Wagner’s group is working to create a “confederation” of anti-Western states in Africa. This was revealed by Pentagon sources published by the Washington Post, according to which the group is fomenting instability in Africa by using its paramilitary forces and focusing on disinformation to support Moscow’s allies.
One of the classified documents lays out the strategies that the United States and its allies could use to strike the Wagner Group. Among them is providing information to Ukrainian forces to help them kill the group’s commanders, writes Il Messaggero
According to Pentagon documents, the rapid expansion of Russia’s influence in Africa is a growing concern of the US military and intelligence agencies, which prompted them last year to find ways to strike a network of bases and trading posts. Wagner with attacks, sanctions and cyber operations.
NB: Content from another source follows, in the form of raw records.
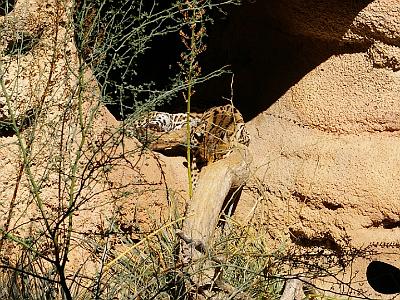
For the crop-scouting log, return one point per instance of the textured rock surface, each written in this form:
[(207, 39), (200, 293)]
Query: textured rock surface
[(327, 154), (44, 80)]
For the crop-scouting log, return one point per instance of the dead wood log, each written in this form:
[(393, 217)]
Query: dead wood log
[(215, 183)]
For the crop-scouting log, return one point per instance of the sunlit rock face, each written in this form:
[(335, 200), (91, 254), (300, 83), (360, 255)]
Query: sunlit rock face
[(327, 152)]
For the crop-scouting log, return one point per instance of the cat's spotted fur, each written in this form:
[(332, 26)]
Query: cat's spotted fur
[(214, 134)]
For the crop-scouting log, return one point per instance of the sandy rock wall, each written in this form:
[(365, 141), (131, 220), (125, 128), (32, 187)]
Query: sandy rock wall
[(73, 145), (327, 153)]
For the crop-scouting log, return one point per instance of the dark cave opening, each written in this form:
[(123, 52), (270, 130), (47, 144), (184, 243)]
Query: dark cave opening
[(265, 57)]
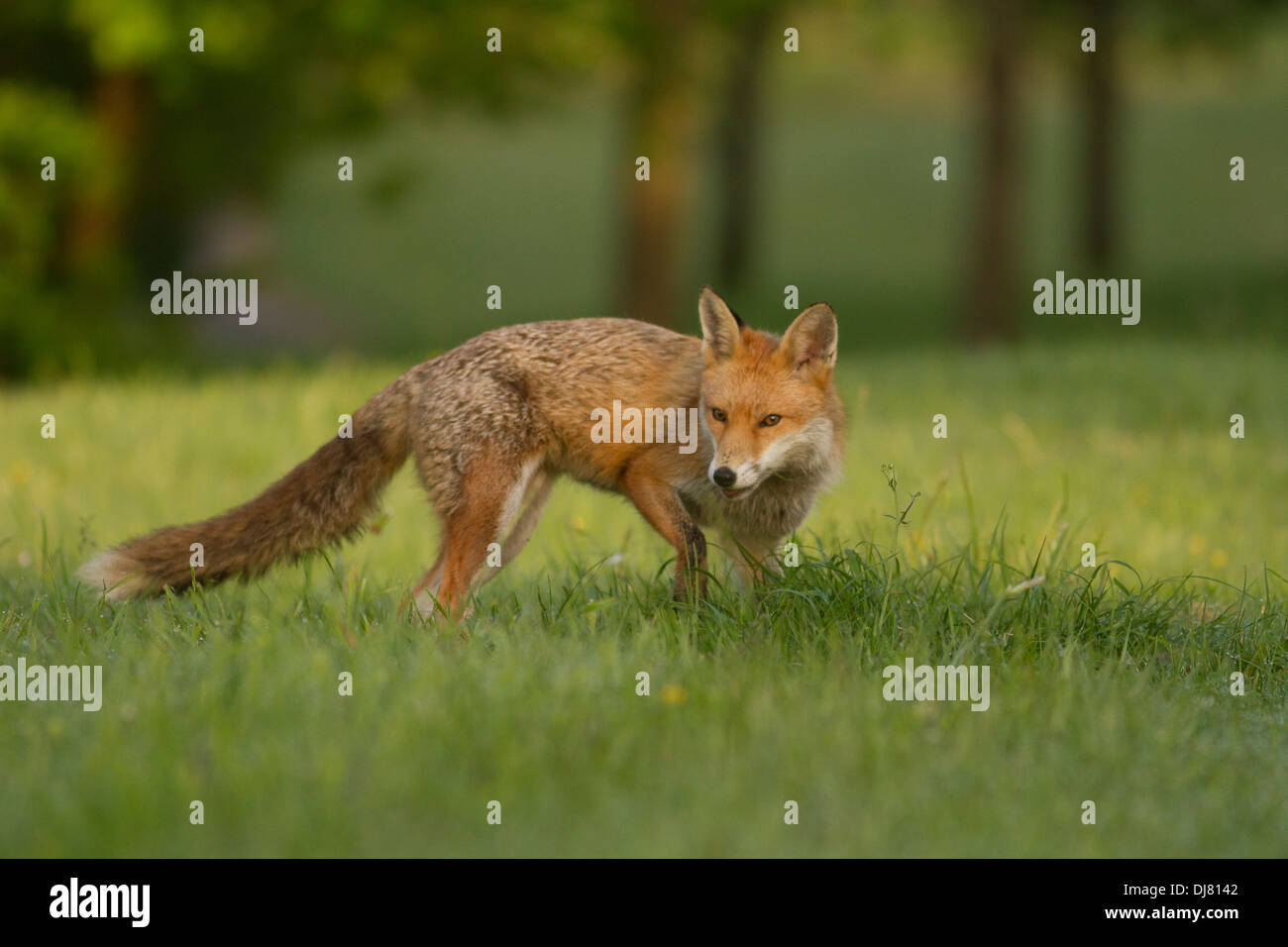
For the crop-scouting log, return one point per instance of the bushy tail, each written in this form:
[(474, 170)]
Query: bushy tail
[(320, 502)]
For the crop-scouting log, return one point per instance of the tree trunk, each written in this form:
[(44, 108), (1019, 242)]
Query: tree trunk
[(661, 120), (1099, 112), (991, 312), (738, 147)]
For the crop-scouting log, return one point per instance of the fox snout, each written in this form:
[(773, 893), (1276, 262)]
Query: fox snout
[(734, 480)]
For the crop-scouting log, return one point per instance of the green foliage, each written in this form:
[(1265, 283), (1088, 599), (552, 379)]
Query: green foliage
[(1109, 684)]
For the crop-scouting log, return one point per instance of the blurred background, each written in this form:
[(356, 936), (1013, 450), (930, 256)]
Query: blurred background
[(769, 167)]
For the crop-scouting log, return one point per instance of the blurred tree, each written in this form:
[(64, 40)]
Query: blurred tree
[(661, 123), (146, 131), (738, 140), (991, 312)]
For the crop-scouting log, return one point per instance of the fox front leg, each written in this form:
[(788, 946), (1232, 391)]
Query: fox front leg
[(658, 502)]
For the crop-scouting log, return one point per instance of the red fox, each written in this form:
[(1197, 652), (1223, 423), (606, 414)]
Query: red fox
[(492, 423)]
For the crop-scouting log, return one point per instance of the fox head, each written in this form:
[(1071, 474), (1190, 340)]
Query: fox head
[(768, 403)]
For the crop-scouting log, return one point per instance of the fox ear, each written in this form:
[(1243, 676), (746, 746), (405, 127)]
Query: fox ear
[(810, 341), (721, 329)]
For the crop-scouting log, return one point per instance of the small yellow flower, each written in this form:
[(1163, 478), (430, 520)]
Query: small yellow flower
[(674, 694)]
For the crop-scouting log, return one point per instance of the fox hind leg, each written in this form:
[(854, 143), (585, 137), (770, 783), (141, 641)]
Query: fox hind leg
[(490, 495)]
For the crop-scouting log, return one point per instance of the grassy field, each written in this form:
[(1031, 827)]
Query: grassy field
[(1108, 684)]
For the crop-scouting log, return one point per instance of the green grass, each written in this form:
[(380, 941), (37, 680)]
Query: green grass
[(1108, 684)]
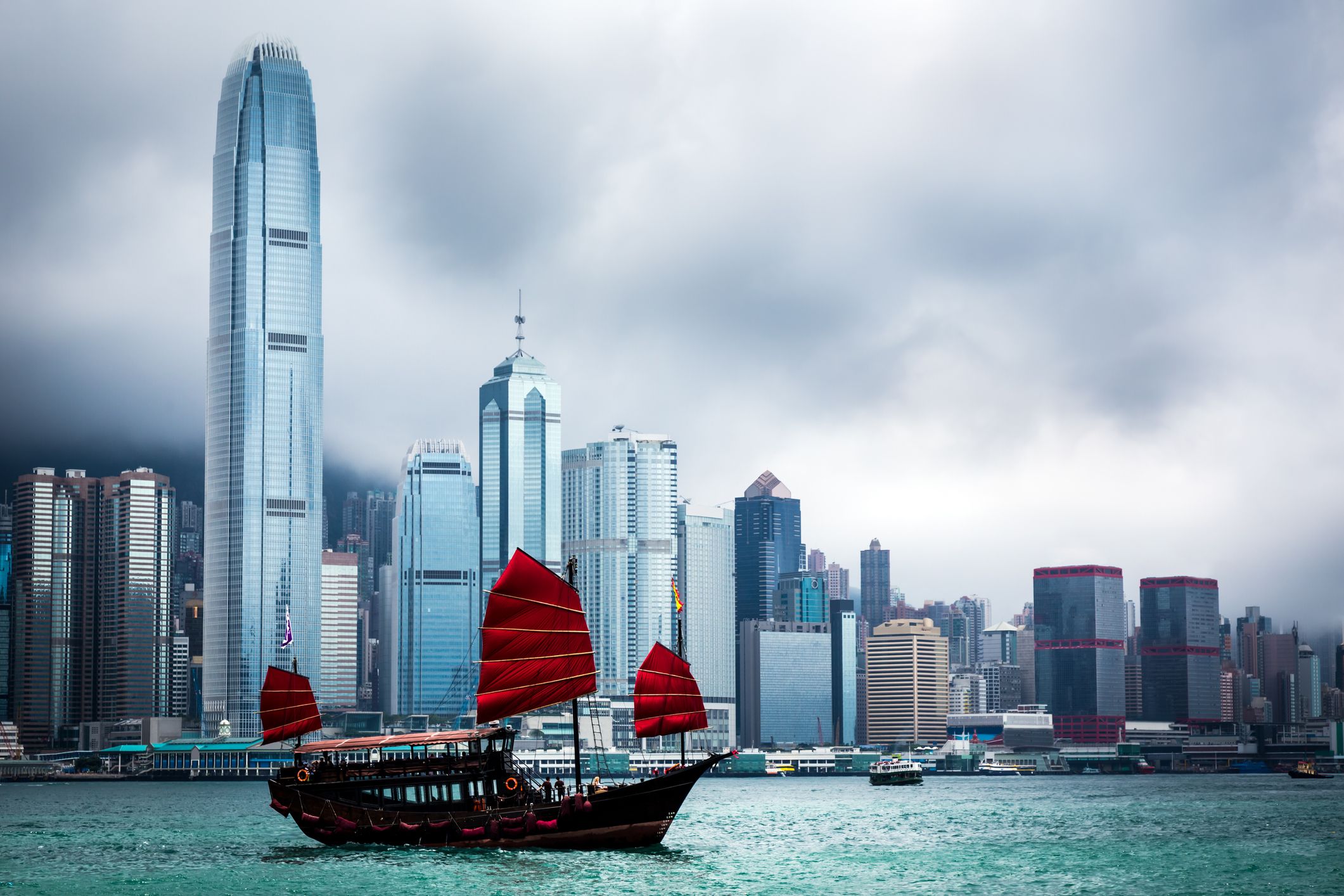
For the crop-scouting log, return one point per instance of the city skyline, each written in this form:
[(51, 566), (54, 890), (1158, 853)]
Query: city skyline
[(1127, 416)]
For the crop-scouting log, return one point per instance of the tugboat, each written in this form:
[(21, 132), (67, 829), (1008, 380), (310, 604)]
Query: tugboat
[(895, 771), (1307, 770), (465, 788)]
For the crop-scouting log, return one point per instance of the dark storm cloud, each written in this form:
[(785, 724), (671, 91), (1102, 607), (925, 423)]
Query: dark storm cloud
[(1002, 286)]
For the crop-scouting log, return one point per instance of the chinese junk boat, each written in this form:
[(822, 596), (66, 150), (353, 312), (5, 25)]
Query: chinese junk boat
[(464, 788)]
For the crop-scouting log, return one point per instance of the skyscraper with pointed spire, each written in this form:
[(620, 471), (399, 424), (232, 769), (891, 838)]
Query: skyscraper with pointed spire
[(264, 385), (520, 463)]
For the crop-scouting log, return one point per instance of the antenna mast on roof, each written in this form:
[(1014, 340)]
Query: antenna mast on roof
[(519, 320)]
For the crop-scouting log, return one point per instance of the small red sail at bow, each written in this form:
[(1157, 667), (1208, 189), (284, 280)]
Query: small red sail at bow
[(535, 645), (667, 699), (288, 708)]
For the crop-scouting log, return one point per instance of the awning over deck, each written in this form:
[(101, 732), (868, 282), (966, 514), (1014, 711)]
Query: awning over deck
[(399, 741)]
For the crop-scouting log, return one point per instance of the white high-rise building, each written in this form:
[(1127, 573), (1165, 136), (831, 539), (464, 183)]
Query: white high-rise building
[(620, 522), (340, 611), (705, 577)]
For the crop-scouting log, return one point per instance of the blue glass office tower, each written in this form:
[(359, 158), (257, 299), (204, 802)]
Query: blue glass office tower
[(264, 385), (436, 551), (520, 464), (768, 542), (802, 597), (1081, 651)]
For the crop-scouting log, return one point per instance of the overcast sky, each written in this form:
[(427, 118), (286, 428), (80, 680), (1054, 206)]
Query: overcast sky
[(1003, 285)]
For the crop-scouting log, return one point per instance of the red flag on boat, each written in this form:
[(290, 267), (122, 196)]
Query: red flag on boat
[(288, 708), (535, 645), (667, 699)]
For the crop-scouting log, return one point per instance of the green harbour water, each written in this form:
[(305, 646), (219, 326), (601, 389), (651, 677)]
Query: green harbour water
[(1224, 835)]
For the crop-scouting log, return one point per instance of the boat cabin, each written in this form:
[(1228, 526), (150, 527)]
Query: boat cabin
[(438, 771)]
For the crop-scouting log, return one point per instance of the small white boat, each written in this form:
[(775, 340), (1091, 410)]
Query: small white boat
[(895, 771), (1001, 769)]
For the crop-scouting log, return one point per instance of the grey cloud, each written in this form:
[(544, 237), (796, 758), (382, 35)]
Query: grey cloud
[(897, 250)]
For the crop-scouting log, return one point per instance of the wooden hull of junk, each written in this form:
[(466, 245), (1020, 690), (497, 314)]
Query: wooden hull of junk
[(336, 813)]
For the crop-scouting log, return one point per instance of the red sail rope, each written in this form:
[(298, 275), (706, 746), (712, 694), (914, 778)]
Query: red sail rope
[(535, 646), (667, 699), (288, 708)]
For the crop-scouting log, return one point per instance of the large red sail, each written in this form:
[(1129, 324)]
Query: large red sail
[(667, 699), (535, 646), (288, 708)]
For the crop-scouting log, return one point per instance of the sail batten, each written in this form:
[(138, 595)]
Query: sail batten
[(535, 644), (667, 698), (286, 706)]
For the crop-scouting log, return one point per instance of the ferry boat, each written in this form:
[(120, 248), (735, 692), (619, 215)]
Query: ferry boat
[(1307, 770), (464, 788), (895, 771)]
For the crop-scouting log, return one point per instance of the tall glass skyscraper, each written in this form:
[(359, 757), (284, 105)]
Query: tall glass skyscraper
[(1081, 651), (264, 385), (436, 554), (520, 464), (768, 530), (618, 511), (874, 584), (6, 565), (1179, 649)]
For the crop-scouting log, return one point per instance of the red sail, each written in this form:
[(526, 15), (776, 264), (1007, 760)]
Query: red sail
[(535, 646), (667, 700), (288, 708)]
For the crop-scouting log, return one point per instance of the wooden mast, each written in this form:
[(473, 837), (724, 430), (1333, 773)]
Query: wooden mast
[(572, 572), (681, 652)]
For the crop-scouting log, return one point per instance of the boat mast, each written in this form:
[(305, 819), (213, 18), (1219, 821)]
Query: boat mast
[(572, 572), (681, 652)]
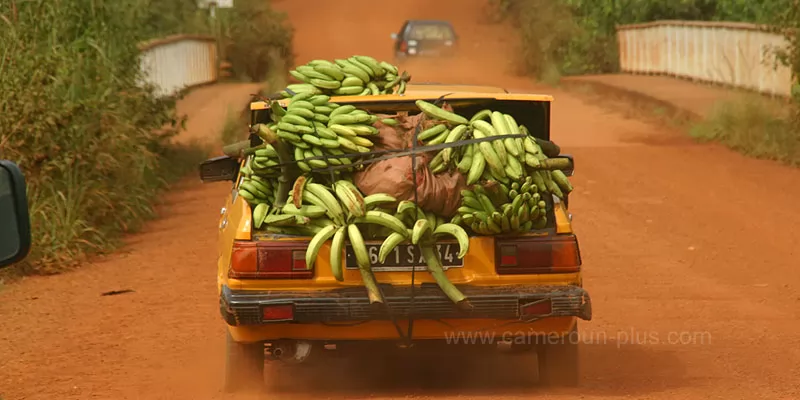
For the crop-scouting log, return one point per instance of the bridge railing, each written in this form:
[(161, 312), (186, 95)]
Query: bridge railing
[(178, 62), (735, 54)]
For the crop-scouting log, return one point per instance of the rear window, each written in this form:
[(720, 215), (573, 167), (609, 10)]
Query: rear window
[(430, 32)]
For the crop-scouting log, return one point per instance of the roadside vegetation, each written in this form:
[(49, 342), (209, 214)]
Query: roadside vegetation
[(96, 146), (573, 37)]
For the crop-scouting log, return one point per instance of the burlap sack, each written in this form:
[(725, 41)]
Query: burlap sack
[(440, 194)]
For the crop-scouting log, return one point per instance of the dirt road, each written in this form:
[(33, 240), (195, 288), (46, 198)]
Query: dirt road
[(688, 251)]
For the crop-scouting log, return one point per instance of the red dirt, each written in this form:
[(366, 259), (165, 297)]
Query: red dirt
[(677, 237)]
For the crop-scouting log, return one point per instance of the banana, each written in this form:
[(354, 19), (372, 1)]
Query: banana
[(355, 71), (471, 202), (373, 64), (391, 241), (325, 84), (294, 119), (311, 139), (433, 111), (311, 73), (514, 169), (320, 100), (500, 125), (350, 197), (435, 269), (280, 219), (561, 180), (355, 61), (438, 139), (349, 90), (477, 168), (531, 146), (455, 135), (347, 109), (505, 224), (310, 211), (406, 206), (300, 104), (431, 132), (487, 150), (488, 130), (481, 115), (298, 156), (326, 133), (364, 130), (384, 219), (300, 77), (373, 88), (362, 258), (320, 62), (321, 118), (316, 244), (332, 71), (267, 151), (421, 227), (374, 200), (456, 231), (342, 130), (329, 202), (361, 141), (466, 161), (277, 111), (324, 110), (353, 81), (515, 130), (297, 190), (350, 119), (348, 144), (389, 67), (337, 244), (259, 213), (261, 186)]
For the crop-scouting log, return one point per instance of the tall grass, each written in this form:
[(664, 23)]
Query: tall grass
[(95, 147), (754, 126)]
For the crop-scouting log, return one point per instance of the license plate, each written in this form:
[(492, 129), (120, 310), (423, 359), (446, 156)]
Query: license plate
[(404, 257)]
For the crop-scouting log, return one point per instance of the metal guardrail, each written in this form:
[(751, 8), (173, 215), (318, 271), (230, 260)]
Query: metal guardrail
[(734, 54), (178, 62)]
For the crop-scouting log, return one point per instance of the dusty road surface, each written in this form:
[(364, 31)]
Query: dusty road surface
[(689, 252)]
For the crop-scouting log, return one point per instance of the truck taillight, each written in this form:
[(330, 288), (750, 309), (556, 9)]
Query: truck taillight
[(537, 255), (269, 260)]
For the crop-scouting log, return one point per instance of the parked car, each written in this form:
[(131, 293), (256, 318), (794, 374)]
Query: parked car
[(425, 38), (15, 231)]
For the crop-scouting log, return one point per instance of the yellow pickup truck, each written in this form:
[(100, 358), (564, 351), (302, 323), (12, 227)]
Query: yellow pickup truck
[(526, 290)]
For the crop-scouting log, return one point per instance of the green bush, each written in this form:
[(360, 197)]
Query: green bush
[(95, 147), (754, 126), (257, 40)]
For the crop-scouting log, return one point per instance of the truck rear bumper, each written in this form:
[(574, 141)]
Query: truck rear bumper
[(516, 302)]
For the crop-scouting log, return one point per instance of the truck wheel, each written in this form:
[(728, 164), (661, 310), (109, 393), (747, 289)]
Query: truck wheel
[(244, 365), (558, 361)]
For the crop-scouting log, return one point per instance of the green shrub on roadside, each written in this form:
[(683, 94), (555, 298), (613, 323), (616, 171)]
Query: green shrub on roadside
[(257, 40), (95, 147), (754, 126)]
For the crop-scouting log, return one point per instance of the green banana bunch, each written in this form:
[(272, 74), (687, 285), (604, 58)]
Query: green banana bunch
[(357, 75), (320, 132), (501, 209)]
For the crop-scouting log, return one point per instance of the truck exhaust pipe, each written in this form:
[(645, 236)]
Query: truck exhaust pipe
[(291, 351)]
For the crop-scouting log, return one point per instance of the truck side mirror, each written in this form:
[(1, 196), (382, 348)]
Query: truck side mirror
[(15, 229)]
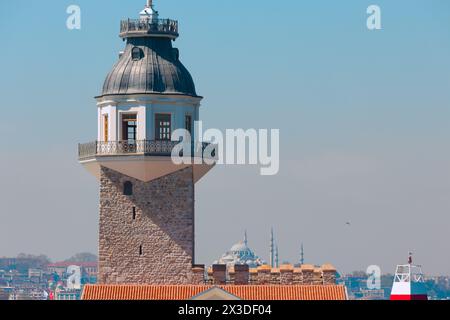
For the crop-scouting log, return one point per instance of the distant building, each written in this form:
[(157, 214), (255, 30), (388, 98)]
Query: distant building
[(240, 253), (88, 269), (66, 294)]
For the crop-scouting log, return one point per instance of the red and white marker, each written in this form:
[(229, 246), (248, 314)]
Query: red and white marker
[(409, 283)]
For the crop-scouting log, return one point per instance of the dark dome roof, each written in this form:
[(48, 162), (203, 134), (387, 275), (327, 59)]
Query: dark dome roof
[(154, 68)]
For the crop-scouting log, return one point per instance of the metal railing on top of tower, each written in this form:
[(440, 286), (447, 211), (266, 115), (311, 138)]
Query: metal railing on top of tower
[(138, 147), (149, 26)]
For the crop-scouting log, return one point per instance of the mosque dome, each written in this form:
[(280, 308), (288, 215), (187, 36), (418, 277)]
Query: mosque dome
[(240, 253)]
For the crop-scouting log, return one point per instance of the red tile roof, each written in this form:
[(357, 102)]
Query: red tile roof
[(186, 292)]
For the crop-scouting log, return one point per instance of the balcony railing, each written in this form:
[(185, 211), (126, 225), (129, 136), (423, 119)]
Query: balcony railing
[(139, 27), (139, 147)]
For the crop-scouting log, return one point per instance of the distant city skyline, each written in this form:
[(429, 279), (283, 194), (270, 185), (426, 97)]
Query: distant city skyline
[(363, 118)]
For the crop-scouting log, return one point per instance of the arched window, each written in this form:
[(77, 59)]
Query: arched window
[(128, 188), (136, 54)]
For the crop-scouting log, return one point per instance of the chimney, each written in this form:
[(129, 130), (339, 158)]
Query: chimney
[(264, 274), (275, 276), (308, 274), (241, 274), (253, 276), (231, 275), (198, 274), (219, 274), (318, 280), (287, 274), (298, 276), (329, 274)]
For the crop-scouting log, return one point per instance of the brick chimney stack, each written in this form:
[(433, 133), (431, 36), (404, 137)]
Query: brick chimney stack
[(241, 274), (219, 274), (328, 274)]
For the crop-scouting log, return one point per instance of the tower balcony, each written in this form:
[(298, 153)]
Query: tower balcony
[(152, 148), (145, 160), (149, 27)]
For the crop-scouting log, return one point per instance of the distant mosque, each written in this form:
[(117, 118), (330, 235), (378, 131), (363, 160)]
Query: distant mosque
[(240, 254)]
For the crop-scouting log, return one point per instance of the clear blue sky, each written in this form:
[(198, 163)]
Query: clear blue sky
[(364, 119)]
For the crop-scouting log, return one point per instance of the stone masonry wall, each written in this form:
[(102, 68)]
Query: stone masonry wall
[(148, 237)]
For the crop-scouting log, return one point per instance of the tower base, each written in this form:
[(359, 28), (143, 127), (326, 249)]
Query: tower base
[(146, 237)]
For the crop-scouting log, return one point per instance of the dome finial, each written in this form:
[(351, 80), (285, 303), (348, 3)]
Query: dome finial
[(149, 12)]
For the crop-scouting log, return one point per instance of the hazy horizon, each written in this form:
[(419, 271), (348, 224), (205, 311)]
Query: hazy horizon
[(363, 116)]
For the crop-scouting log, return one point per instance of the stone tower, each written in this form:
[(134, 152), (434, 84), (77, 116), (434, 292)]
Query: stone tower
[(147, 220)]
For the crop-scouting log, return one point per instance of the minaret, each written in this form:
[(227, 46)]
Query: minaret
[(302, 256), (245, 239), (147, 202), (276, 257), (272, 249)]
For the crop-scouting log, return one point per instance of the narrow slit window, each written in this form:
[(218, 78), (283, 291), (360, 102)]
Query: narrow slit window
[(188, 123), (127, 188), (105, 128)]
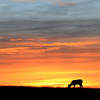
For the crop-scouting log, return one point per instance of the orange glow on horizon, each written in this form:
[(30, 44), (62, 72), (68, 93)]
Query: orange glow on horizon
[(36, 62)]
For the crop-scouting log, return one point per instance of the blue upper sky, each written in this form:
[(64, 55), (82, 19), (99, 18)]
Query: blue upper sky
[(49, 10)]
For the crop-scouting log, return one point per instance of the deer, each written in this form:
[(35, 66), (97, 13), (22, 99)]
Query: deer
[(76, 82)]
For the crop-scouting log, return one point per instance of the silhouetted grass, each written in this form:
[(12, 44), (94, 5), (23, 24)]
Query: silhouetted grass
[(51, 92)]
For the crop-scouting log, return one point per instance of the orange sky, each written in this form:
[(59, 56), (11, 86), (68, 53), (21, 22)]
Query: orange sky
[(46, 61)]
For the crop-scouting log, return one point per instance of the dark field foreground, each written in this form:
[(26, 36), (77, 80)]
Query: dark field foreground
[(50, 93)]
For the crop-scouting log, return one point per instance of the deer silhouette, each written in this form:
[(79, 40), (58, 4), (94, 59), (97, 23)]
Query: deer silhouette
[(76, 82)]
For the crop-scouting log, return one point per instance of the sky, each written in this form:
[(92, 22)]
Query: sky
[(49, 42)]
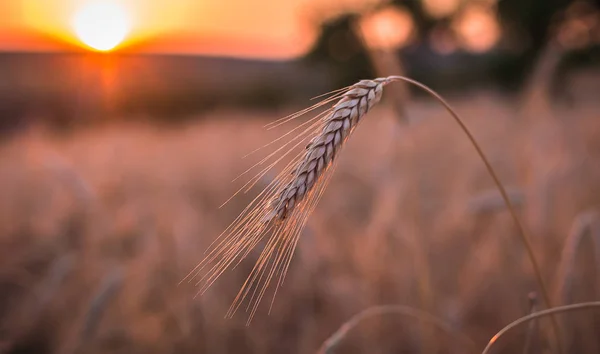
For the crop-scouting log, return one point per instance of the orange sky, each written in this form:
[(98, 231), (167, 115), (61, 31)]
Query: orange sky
[(250, 28)]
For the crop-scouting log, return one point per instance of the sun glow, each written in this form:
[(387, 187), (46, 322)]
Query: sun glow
[(101, 25)]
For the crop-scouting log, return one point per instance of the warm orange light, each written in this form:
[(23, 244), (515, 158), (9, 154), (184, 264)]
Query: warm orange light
[(102, 25)]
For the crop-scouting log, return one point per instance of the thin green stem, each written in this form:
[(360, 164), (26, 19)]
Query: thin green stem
[(522, 232), (548, 312)]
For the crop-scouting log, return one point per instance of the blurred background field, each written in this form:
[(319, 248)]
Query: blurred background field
[(117, 150)]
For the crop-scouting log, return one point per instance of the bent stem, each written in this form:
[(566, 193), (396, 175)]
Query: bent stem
[(521, 230), (548, 312)]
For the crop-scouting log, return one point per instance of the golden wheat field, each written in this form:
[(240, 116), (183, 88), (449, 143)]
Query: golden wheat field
[(99, 225)]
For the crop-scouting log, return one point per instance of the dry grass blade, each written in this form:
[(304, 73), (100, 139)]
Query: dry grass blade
[(523, 234), (338, 336), (548, 312), (581, 227), (532, 325)]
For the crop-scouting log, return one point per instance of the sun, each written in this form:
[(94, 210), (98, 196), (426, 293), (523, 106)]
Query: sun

At a time when Wagner Group leader Yevgeny Prigozhin worries about Kremlin infighting over the paramilitary group’s increasing involvement in the war in Ukraine, US officials are portraying the Wagner Group’s global expansion as a potential danger. The Pentagon document cites files containing information about Ukrainian forces’ intent to eliminate Wagner commanders, and mentions the readiness of other allies to take similar lethal action against Wagner traffickers in Africa.
However, there is little evidence in the file that the CIA, the Pentagon or other agencies actually troubled Wagner’s group during the six years that a mercenary group controlled by Putin associate Prigozhin seized strategic locations in at least eight African countries. . The most significant U.S. strike against the Wagner group came near Deir ez-Zor, Syria, in February 2018, when U.S. airstrikes destroyed several hundred Wagner fighter jets that attacked dozens of Delta Force, Ranger, and Kurdish forces near the gas stations.
Overall, the dossier portrays the Wagner Group as a relatively loose force in Africa, where it is expanding its presence and ambitions, even as the war in Ukraine has become a burdensome, if not overarching, problem for the Kremlin. As a result, “Prigogin is likely to further strengthen the network in several countries,” one intelligence document concluded, “undermining each country’s ability to sever ties with its services and exposing neighboring states to his destabilizing activities.”
The emergence of Wagner’s group heralds a new wave of competition between major powers in Africa and, at the same time, a resurgence of authoritarianism, said Anas El Gomati, director of the Sadeq Institute research center in Tripoli. Wagner, he said, “is the solution to the problems African dictators are in.”
The Wagner Group for a time controlled some gold mining properties, including in Darfur, Sudan, through a series of companies through which it sold the precious metal abroad, including to Russia. The security of these sites was still ensured by Mohamed Hamdan Dagalo himself, who, as we know, amassed a large fortune, becoming one of the richest men in the country.
The Wagner group officially entered Sudan in 2017. Al-Bashir, the former president of Sudan, is going to Russia, seeking political, economic and military support, in exchange for which he promises important economic opportunities for the Kremlin. In 2017, Al-Bashir and Putin signed the Iron Pact in Sochi.
A few months after that trip, Meroe Gold, a newly formed mining company owned by the Russian company M Invest, set foot in what we know is the third largest gold producer in Africa and sent a large number of experts.
In 2020, the US publicly accused M Invest of being a front company for Wagner’s PMC, which would use it specifically for gold mining in Darfur. The US imposes sanctions against Meroe Gold, its subsidiary M Invest and against its leaders: Andriy Mandel and Mihaul Potekpin. According to the US Treasury Department, these companies helped Prigozhin trade more than 7.5 million dollars.
According to some analysts, there would be a moment when Wagner would make a qualitative leap, transforming himself from an actor who protects his own commercial interests to a protagonist alongside the powerful, a situation that should have happened during the popular 2019. rebellion against Al-Bashir. Samuel Ramani, author of Russia in Africa: Resurgent Great Power or Militant Pretender? says that immediately after the fall of Al-Bashir, the head of Wagner’s group, Yevgeny Prigozhin, allegedly tried to get accreditation from the new sovereign. Council, saying it was ready to support a new Sudan led by Abdel Fattah Al Burhan.
But now it’s 2019, and the national security services are brutally suppressing popular protests, imprisoning various members of local resistance committees and the forces of freedom and change. The Sovereign Council wants to take a step back and return to the phase of peaceful transition. Thus, the Wagner group is assigned only the role of guarantor of its commercial interests and guardian of the mining areas it manages.